La laïcité est toujours une question d'actualité : l'évolution de notre société, et notamment la place grandissante de l'islam, nous conduisent à nous interroger à nouveau sur cette notion. Quelles valeurs véhicule-t-elle ? Ce que nous avons acquis au cours de l'Histoire est-il aujourd'hui menacé ? Plusieurs élus se sont demandé s'il fallait garder la loi de 1905, entérinant la séparation de l'Église et de l'État : pour mieux intégrer la population musulmane et éviter les influences étrangères, il serait bon que l'Etat puisse aider à financer la construction des mosquées. La loi de 1905 n'est-elle pas obsolète ? S'il faut redéfinir le concept de laïcité, vers quoi le faire évoluer ?
Un petit point historique nous a permis de rappeler que ce système, qui exclut les Églises du pouvoir politique et de l'enseignement, est le fruit d'un combat acharné qui commence avec la Révolution Française et dure presque un siècle et demi.
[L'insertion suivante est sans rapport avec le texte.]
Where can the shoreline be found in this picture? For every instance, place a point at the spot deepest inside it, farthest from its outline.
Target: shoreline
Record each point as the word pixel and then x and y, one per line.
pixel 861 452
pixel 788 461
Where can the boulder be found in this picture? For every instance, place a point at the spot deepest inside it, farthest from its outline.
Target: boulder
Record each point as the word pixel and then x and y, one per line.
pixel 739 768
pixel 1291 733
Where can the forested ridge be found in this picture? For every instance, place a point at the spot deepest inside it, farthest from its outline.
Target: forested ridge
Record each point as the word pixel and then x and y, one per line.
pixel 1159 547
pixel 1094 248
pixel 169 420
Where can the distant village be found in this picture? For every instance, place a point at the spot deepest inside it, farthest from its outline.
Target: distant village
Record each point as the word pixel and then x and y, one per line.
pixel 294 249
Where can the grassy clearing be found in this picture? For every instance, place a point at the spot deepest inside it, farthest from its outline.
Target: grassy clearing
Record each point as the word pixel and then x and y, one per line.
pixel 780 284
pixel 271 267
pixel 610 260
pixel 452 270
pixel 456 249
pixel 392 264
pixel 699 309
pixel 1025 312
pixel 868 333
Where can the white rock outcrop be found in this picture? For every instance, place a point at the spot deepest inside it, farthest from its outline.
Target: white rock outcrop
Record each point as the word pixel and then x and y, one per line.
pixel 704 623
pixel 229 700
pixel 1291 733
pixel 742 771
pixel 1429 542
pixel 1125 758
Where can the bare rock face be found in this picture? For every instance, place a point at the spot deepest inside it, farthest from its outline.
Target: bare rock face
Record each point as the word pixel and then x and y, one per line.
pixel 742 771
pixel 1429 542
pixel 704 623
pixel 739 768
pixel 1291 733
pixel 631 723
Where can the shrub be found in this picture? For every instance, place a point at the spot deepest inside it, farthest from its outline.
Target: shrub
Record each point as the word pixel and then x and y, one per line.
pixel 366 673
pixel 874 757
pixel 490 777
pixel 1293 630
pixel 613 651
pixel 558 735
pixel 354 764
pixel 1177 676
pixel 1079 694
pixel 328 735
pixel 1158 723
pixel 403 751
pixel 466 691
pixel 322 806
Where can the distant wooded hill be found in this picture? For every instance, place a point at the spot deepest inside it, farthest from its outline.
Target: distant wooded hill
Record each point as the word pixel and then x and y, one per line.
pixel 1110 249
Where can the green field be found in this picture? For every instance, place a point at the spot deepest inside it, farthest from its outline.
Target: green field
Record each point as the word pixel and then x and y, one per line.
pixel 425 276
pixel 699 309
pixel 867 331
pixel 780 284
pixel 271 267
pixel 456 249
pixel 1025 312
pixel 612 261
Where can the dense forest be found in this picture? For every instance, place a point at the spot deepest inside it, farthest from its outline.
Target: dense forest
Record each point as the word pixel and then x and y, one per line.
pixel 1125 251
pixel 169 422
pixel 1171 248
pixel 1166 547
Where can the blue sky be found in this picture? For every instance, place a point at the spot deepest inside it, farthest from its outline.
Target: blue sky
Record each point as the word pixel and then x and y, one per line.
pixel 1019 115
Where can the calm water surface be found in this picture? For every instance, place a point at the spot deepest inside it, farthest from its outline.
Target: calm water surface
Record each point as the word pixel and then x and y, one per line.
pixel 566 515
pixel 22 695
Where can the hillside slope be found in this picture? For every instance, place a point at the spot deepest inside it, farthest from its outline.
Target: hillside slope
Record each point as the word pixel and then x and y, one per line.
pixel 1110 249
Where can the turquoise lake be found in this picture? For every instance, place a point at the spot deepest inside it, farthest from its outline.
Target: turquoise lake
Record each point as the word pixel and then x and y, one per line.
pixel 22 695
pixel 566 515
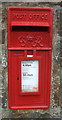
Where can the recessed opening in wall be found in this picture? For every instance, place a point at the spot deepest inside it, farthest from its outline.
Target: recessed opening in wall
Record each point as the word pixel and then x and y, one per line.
pixel 29 28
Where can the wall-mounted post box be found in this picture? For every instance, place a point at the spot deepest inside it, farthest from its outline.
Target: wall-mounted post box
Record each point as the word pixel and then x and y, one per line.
pixel 29 57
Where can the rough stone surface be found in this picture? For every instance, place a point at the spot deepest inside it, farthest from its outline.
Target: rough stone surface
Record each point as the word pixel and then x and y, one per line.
pixel 54 110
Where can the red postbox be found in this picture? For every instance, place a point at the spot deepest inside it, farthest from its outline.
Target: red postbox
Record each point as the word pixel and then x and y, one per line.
pixel 29 57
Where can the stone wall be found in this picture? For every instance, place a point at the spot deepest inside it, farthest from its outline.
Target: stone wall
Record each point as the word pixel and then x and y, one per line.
pixel 54 110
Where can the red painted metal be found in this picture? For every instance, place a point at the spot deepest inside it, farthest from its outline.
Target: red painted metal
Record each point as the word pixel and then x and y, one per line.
pixel 29 33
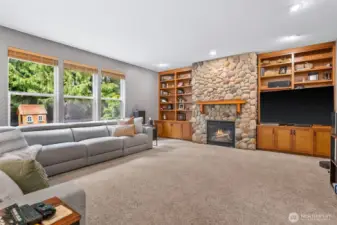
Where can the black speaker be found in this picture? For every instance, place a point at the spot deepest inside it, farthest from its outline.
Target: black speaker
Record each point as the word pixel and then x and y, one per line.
pixel 282 83
pixel 139 114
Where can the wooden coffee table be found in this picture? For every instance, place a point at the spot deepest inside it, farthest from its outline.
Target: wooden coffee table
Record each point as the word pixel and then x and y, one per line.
pixel 72 219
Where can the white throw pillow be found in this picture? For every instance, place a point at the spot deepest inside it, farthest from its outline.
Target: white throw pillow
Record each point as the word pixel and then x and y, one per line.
pixel 11 141
pixel 8 189
pixel 138 124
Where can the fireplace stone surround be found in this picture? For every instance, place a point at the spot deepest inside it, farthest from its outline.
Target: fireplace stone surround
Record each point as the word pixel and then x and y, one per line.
pixel 233 77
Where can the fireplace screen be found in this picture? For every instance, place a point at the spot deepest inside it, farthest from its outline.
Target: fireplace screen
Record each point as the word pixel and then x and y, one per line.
pixel 221 133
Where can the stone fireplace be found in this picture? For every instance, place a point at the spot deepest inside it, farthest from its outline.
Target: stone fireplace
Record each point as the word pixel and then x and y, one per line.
pixel 233 77
pixel 221 133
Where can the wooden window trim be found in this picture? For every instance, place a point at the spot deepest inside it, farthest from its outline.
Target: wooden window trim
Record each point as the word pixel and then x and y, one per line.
pixel 113 73
pixel 31 56
pixel 79 67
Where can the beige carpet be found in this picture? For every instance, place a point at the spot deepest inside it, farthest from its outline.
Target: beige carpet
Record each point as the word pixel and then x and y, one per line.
pixel 185 183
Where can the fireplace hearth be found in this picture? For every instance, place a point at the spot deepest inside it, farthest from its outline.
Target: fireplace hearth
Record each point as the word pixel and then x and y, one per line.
pixel 221 133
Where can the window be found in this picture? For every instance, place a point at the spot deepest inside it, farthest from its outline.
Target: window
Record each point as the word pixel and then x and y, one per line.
pixel 112 96
pixel 31 82
pixel 30 119
pixel 78 92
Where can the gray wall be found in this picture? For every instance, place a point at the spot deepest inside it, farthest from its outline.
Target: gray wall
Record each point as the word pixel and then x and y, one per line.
pixel 141 84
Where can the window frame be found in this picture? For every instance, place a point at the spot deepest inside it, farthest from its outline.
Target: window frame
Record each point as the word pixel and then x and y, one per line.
pixel 58 94
pixel 121 98
pixel 30 94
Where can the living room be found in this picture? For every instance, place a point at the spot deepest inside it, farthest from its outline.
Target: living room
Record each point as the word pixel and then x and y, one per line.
pixel 169 112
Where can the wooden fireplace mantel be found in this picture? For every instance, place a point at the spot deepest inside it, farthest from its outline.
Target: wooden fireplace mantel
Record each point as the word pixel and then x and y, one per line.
pixel 236 102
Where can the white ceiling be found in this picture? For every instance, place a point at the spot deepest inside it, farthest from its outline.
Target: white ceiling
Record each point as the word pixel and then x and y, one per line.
pixel 177 32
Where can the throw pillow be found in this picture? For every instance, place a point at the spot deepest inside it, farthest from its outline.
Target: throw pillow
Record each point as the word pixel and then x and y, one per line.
pixel 126 121
pixel 12 140
pixel 139 124
pixel 8 189
pixel 29 175
pixel 124 130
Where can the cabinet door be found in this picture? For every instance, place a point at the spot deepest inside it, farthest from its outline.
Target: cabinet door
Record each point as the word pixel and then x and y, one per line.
pixel 303 141
pixel 283 138
pixel 167 129
pixel 176 130
pixel 265 138
pixel 187 131
pixel 160 129
pixel 322 143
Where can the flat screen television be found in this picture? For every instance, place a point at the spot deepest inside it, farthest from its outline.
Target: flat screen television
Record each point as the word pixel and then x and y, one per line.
pixel 301 106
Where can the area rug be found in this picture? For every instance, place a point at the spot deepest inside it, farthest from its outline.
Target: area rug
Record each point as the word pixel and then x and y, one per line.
pixel 181 182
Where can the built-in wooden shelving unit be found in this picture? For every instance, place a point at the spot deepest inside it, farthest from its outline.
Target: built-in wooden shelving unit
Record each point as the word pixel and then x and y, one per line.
pixel 175 104
pixel 305 67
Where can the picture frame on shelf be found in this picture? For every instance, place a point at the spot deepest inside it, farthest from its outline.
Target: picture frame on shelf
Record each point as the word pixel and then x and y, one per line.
pixel 313 76
pixel 181 106
pixel 283 70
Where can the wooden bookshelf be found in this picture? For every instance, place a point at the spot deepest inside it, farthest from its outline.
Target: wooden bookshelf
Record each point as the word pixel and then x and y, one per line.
pixel 299 62
pixel 175 86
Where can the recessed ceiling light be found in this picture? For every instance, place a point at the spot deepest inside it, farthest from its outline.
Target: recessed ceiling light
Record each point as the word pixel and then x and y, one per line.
pixel 301 5
pixel 290 38
pixel 212 53
pixel 162 65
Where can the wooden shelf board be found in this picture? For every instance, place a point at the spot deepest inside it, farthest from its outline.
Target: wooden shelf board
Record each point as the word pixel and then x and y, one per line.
pixel 183 94
pixel 274 89
pixel 167 88
pixel 275 65
pixel 184 78
pixel 313 59
pixel 313 82
pixel 185 86
pixel 314 69
pixel 166 81
pixel 278 75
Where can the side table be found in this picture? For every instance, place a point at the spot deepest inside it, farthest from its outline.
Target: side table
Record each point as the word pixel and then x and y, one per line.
pixel 154 133
pixel 72 219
S'appuyant sur les valeurs des Lumières (apparition de la notion d'Individu, de Citoyen), clairement engagés à gauche, les militants de la laïcité ont peu à peu réussi à ce que soient radicalement dissociés les domaines spirituel et temporel. La religion est renvoyée à la sphère privée, tandis que revient à l'État et à lui seul la gestion de la chose publique (et en particulier de l'éducation).
Bien plus qu'un simple système d'organisation politique, la laïcité est surtout une philosophie. Elle permet l'avènement d'un certain idéal démocratique basé sur les notions de liberté, de tolérance, d'égalité. Chaque individu accède au libre-arbitre car l'État lui garantit la liberté de culte et de pensée. Chacun est respecté dans sa différence. Elle prend en compte la diversité de la population et garantit un climat de paix sociale en instaurant pour tous un socle de valeurs communes sur lesquelles bâtir notre vivre-ensemble. Inversement, la laïcité a aussi été une chance pour les religions : sous le rapport de force qui les a cantonnées au domaine spirituel, elles ont été contraintes d'évoluer et offrent maintenant un visage moins dogmatique.
Cependant, ce qui paraît définitivement acquis est peut-être encore menacé. Le combat est-il terminé ? Qu'est-ce qui menace aujourd'hui la laïcité ?
La place des religions dans notre société n'est pas toujours claire : vouloir maintenir une société laïque ne doit pas mener à un raidissement anticlérical caricaturant les religions. Il faut se méfier d'une diabolisation de celles-ci, et d'un ostracisme qui n'auraient pour effet, à terme, que de renforcer les rangs des intégristes. Il faut se méfier aussi de verser dans un intégrisme laïque qui serait en contradiction avec les valeurs inhérentes à la laïcité elle-même.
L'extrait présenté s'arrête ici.